View Full Version : Decorated Marine to retire

12-29-05, 02:02 PM
Decorated Marine to retire
Easton high graduate. Mackus spurned college for military service.
Thursday, December 29, 2005
By Sara K. Satullo
The Express-Times

STOCKERTOWN | As a Marine Corps recruiter for the past two-plus years, Gunnery Sgt. John J. Mackus Jr., an Easton native, said he has saved many kids from heading down the wrong path.

In what he calls one of his most rewarding moments last January, he watched one of his recruits graduate, commanded by a senior drill sergeant who was also a Mackus recruit. Prior to enlisting, the drill sergeant had failed his entrance exams numerous times but Mackus said he mentored him through the process until he got into the Marines and out of a California gang.

"He was on the road to hell or prison," Mackus said. "The kid was not a bad guy, but he'd fallen in with the wrong crowd."

During 35 months as a recruiter, he brought in 104 new Marines, Mackus said. The effort earned him the Meritorious Service Medal, which one-quarter of 1 percent of enlisted people will attain, he said.

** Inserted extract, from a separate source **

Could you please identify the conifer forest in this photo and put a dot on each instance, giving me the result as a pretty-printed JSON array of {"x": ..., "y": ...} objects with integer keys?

"John's a wonderful person," said his wife, Masako, "When he was recruiting he didn't care what other people had to say. No matter what he does it's to help the kids. If they make a goal to be a Marine, he helps them to fulfill it."

After 24 years of service and 10 medals in the Marine Corps, Mackus is retiring to Orange County, Calif., where he lives with his wife and their three children. To honor Mackus, on Wednesday evening 60 friends and family members gathered at his sister's restaurant, Cozmo's, in Stockertown. It was the first time in three years Mackus and his six sisters were all together.

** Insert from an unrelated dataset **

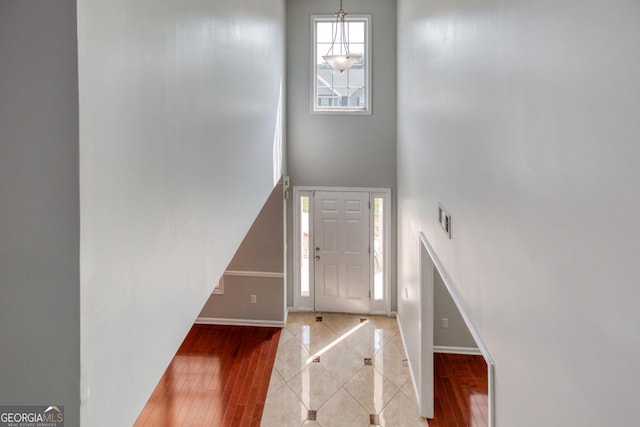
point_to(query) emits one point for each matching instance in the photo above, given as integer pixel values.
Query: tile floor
(340, 370)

"We're just so proud of him, but it's also a relief right now," said Darlene Mackus, owner of the restaurant and a Palmer Township resident, "He was in Desert Storm, and every day you think and wait for the phone call and pray you never get it. We were one of the lucky ones."

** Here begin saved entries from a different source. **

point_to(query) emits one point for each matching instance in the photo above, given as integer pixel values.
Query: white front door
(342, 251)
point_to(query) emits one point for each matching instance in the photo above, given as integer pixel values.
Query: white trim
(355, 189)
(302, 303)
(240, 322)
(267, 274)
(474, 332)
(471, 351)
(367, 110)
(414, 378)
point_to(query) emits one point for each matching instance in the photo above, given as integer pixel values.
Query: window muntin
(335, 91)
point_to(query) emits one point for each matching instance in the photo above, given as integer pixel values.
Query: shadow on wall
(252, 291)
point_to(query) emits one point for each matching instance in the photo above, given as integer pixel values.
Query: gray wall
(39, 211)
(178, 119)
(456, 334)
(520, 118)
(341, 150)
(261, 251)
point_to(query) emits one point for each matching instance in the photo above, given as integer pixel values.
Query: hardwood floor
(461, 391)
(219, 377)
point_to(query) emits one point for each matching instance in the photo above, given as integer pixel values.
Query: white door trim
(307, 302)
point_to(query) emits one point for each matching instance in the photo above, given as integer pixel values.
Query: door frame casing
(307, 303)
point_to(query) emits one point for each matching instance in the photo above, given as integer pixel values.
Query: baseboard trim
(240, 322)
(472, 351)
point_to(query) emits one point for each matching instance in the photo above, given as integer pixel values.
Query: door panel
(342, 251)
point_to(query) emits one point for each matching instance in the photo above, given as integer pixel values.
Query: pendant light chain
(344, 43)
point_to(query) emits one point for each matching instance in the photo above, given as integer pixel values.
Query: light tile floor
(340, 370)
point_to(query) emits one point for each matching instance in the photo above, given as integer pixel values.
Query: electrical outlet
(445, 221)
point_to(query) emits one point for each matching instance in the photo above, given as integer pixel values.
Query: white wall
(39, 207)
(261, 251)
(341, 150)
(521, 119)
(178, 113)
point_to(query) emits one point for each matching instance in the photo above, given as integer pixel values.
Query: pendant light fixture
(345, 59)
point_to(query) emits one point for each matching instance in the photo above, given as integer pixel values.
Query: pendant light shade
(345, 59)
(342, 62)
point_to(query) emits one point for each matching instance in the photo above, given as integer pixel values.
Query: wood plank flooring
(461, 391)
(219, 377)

Making a decision that would take him to 24 countries, Mackus enlisted in the Marines Corps at 17 after graduating from Easton Area High School in 1981. He turned down a college scholarship, choosing the Marines for its "straight power of authority," he said.

"When I'm recruiting, I ask them their goals for the future: 'Are you the guy who wants to be the driver of the bus or the passenger?'" Mackus said. "There are 175,000 active Marines. We may be the smallest, but we're the guys leading the bus showing the way, we're not the guy in the back of the bus asking where we are going."